0

I'm trying to solve the Machnumber-Area equation for isentropic flows. This equation has two real positive roots, but I'm not able to get any of these when trying to solve with the "solve" routine.
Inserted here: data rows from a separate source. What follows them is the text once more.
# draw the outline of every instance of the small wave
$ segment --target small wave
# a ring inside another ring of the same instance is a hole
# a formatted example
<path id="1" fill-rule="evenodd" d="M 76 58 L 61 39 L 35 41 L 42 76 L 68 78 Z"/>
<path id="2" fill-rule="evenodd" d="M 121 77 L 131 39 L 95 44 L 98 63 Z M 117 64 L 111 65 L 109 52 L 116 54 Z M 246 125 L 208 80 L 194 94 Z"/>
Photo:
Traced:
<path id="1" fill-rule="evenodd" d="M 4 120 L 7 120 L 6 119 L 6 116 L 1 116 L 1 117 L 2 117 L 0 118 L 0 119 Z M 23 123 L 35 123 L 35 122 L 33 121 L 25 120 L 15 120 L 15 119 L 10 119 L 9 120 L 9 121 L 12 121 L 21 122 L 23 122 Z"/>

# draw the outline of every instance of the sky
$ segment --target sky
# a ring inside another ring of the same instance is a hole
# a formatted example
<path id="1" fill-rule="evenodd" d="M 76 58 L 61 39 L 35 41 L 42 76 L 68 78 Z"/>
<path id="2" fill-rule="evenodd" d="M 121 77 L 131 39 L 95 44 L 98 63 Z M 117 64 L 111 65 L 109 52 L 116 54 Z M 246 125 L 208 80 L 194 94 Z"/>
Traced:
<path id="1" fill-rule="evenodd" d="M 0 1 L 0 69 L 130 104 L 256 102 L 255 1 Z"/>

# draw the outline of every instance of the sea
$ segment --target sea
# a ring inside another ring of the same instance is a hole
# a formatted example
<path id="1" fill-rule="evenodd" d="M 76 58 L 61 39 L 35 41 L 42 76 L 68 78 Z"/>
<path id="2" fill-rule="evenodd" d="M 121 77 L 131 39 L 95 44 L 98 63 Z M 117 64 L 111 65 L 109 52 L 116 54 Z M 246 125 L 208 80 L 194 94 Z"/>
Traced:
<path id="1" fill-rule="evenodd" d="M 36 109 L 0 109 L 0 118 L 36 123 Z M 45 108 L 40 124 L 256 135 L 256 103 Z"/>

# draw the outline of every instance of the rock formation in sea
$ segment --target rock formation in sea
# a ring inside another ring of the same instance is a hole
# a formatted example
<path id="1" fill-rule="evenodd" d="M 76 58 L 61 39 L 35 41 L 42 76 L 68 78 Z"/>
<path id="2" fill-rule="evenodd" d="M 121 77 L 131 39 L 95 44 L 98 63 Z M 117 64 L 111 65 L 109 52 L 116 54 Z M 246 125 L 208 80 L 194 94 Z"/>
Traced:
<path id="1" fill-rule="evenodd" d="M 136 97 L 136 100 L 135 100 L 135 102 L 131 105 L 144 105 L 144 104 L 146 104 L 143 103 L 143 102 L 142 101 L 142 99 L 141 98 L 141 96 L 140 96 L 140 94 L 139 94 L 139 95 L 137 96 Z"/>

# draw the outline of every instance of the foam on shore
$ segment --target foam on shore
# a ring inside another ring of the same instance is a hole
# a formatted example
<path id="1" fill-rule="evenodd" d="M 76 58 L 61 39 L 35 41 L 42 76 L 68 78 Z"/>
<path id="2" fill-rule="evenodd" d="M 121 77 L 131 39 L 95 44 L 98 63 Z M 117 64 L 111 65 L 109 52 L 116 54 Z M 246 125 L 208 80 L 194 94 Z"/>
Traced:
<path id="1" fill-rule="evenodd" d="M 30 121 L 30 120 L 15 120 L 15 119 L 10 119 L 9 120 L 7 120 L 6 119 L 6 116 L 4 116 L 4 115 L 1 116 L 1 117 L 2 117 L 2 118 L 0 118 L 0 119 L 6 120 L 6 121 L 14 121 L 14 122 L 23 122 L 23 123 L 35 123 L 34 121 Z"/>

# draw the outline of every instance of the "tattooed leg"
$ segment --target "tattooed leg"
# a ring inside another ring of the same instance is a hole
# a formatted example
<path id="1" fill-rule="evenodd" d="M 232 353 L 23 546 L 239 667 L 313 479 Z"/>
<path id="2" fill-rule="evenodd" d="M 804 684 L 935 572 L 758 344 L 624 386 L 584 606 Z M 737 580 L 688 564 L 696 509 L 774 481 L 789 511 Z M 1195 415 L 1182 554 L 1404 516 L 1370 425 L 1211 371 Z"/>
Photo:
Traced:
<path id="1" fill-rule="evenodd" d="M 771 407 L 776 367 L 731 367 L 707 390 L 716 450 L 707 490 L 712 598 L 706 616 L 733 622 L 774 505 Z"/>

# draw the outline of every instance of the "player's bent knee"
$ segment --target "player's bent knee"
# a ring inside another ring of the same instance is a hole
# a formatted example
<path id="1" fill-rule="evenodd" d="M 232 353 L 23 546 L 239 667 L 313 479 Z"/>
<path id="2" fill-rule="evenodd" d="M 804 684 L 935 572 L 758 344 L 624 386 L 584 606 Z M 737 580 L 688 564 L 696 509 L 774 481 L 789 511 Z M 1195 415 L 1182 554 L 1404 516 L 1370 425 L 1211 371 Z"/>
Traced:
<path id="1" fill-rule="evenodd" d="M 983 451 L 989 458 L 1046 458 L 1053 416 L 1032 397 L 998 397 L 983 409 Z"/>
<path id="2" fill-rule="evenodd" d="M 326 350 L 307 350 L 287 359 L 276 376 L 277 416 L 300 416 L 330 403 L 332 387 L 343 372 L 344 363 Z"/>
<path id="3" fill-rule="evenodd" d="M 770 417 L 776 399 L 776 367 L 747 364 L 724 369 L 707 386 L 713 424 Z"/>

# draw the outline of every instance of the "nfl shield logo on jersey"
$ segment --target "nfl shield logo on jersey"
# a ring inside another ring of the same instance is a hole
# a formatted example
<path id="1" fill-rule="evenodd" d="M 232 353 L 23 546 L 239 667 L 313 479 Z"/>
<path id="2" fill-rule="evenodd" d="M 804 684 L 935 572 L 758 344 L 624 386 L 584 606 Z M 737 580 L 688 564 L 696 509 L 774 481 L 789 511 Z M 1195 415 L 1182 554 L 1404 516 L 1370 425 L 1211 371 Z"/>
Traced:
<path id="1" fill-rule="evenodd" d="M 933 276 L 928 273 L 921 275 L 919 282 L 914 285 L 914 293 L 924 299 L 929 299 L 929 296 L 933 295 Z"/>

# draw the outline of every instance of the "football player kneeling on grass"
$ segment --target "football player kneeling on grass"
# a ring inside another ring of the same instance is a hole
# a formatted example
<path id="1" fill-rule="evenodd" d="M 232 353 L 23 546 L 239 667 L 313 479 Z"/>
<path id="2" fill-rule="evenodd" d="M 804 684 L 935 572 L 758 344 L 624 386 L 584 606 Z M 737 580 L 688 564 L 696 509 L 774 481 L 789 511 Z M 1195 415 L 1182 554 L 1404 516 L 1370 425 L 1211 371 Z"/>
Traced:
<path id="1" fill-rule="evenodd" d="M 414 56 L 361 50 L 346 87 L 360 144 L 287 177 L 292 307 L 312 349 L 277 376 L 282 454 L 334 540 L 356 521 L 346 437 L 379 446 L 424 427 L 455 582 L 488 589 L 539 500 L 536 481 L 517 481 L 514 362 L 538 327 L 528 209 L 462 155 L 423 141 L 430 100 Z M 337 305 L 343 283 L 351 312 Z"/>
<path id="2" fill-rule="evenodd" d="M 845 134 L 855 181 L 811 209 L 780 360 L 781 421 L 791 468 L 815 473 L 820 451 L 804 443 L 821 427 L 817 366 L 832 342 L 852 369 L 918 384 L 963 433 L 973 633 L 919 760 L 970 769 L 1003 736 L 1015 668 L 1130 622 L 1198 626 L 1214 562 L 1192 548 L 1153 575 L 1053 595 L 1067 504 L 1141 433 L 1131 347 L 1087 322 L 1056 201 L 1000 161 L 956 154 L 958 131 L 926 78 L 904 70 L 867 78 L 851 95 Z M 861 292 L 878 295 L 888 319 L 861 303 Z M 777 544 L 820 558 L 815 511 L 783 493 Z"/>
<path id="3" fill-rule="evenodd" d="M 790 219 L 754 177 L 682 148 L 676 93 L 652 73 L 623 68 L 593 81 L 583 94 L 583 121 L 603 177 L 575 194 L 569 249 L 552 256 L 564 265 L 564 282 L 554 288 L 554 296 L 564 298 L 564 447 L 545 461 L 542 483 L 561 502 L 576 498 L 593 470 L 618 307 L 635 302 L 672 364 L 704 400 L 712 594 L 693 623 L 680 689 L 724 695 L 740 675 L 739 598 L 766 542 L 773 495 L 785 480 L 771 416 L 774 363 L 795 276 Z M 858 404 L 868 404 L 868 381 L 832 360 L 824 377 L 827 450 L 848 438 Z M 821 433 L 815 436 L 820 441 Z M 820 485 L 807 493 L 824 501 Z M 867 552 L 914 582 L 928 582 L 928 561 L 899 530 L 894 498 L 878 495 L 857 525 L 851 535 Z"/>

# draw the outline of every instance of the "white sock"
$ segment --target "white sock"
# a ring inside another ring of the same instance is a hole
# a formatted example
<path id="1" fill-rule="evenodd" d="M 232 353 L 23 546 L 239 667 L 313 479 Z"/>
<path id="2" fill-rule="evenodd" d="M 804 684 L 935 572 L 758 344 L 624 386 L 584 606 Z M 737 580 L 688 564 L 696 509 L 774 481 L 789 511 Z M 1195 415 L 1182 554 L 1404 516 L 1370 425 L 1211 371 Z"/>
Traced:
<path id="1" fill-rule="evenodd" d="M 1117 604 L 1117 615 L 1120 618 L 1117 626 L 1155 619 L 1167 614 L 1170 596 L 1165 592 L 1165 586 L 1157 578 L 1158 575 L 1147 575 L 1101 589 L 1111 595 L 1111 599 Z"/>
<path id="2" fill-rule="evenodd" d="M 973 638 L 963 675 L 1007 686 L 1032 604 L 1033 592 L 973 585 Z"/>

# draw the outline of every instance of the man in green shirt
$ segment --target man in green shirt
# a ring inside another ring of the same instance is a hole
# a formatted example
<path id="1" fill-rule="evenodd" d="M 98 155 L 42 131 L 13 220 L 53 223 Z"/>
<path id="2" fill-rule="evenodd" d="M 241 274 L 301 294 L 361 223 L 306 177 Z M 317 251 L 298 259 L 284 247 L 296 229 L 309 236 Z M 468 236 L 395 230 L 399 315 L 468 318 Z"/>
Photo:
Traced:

The code to solve the equation:

gamma = 1.4;
L     = 3;
n     = 30;

dx = L/n;
x  = 0;
for i=1:n+1
A(i)  = 1 + 2.2*( x - 1.5 )^2;
X(i)  = x;
x     = x + dx;
end
A0 = min(A);

for i=1:1 %n1
syms M    
eqn  = (A(i)/A0)^2 == ( 1/M^2 )*( ( 2/(gamma+1) )*( 1+0.5*(gamma-1)*M^2 ) )^( (gamma+1)/(gamma-1) )
solM = solve(eqn,M)
% Mach_is(i) = solM;
end

I commented out to loop through the entire vector since it crashes do the the output I get:

  (1/root(z^6 - (40824726*z^5)/390625 + (3*z^4)/5 + (4*z^3)/25 + (3*z^2)/125 + (6*z)/3125 + 1/15625, z, 1))^(1/2)
  (1/root(z^6 - (40824726*z^5)/390625 + (3*z^4)/5 + (4*z^3)/25 + (3*z^2)/125 + (6*z)/3125 + 1/15625, z, 2))^(1/2)
  (1/root(z^6 - (40824726*z^5)/390625 + (3*z^4)/5 + (4*z^3)/25 + (3*z^2)/125 + (6*z)/3125 + 1/15625, z, 3))^(1/2)
  (1/root(z^6 - (40824726*z^5)/390625 + (3*z^4)/5 + (4*z^3)/25 + (3*z^2)/125 + (6*z)/3125 + 1/15625, z, 4))^(1/2)
  (1/root(z^6 - (40824726*z^5)/390625 + (3*z^4)/5 + (4*z^3)/25 + (3*z^2)/125 + (6*z)/3125 + 1/15625, z, 5))^(1/2)
  (1/root(z^6 - (40824726*z^5)/390625 + (3*z^4)/5 + (4*z^3)/25 + (3*z^2)/125 + (6*z)/3125 + 1/15625, z, 6))^(1/2)
 -(1/root(z^6 - (40824726*z^5)/390625 + (3*z^4)/5 + (4*z^3)/25 + (3*z^2)/125 + (6*z)/3125 + 1/15625, z, 1))^(1/2)
 -(1/root(z^6 - (40824726*z^5)/390625 + (3*z^4)/5 + (4*z^3)/25 + (3*z^2)/125 + (6*z)/3125 + 1/15625, z, 2))^(1/2)
 -(1/root(z^6 - (40824726*z^5)/390625 + (3*z^4)/5 + (4*z^3)/25 + (3*z^2)/125 + (6*z)/3125 + 1/15625, z, 3))^(1/2)
 -(1/root(z^6 - (40824726*z^5)/390625 + (3*z^4)/5 + (4*z^3)/25 + (3*z^2)/125 + (6*z)/3125 + 1/15625, z, 4))^(1/2)
 -(1/root(z^6 - (40824726*z^5)/390625 + (3*z^4)/5 + (4*z^3)/25 + (3*z^2)/125 + (6*z)/3125 + 1/15625, z, 5))^(1/2)
 -(1/root(z^6 - (40824726*z^5)/390625 + (3*z^4)/5 + (4*z^3)/25 + (3*z^2)/125 + (6*z)/3125 + 1/15625, z, 6))^(1/2)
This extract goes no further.